Combat is fun because players only have to focus on a few buttons, instead of multiple keys and combinations. In this case, simplicity equals fun.
Any newcomer to MMOs could boot up “Neverwinter” and get the hang of it. There is not a gigantic learning curve unlike some similar games.
The environment of the game is a lot better than I expected. Forests, mountains and cities all look exceptional. They are not the best I have seen, but better than most. Games like this require high-powered machinery to process the fine details, yet the Xbox One does a fine job of showcasing it.
However, there are tons of glitches, freezes and frame-rate drops. Some might blame the console, because this happens frequently in places with lots of players, but I also experienced it in empty forests, so I think it is an issue with the game itself. Had this been on Nintendo 64, you would have to blow on the cartridge every five minutes.
MMOs always have something going on, so to have constant freezes is not only inconvenient, but also an increase in your chances of dying. “Neverwinter” is not tremendously difficult, and I can attribute several deaths to the glitches.
These are also games defined by having massive amounts of people always online. There is a chat bar on the screen, which usually has people asking for help, looking for friends or trying to sell items. But I do not recall ever seeing anyone use it for “Neverwinter.” There is voice chat, but that feature seems to be dying in this generation, because many people just stay in parties with friends.

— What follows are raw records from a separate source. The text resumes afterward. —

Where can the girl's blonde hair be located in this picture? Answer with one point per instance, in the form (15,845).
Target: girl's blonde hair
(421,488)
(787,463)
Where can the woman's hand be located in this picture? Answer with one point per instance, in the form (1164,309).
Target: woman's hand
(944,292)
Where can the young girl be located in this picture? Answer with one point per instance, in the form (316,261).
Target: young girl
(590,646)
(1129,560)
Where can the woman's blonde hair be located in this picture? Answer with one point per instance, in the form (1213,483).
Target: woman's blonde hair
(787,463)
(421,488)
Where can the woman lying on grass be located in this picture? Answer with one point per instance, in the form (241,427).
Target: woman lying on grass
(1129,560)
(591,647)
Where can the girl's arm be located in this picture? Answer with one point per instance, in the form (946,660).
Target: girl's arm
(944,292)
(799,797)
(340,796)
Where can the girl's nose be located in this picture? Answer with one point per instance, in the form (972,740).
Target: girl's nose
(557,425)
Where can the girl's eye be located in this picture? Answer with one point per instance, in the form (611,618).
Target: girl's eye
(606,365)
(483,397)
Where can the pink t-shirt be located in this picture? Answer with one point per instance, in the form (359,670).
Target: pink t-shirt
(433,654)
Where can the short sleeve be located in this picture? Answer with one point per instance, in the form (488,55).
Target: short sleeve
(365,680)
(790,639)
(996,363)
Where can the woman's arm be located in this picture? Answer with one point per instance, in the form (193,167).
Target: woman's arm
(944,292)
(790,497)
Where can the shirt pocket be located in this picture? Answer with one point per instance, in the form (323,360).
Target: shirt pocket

It is unfair to compare “Neverwinter” to “World of Warcraft.” But because “Neverwinter” tried to be “World of Warcraft,” I had to compare them.
All “Neverwinter” had to do was try to be the best MMO on a console, and I would say it is. For some reason, the developers tried to get in the ring with a champion out of their weight class. A 135-pound bantamweight should not challenge at 235-pound heavyweight.
Just work on being the best in your division.
This shows how an MMO can be successful on a console. “Neverwinter” changed the formula enough to get a different result, insanity averted. I do look forward to a more original game usurping this one.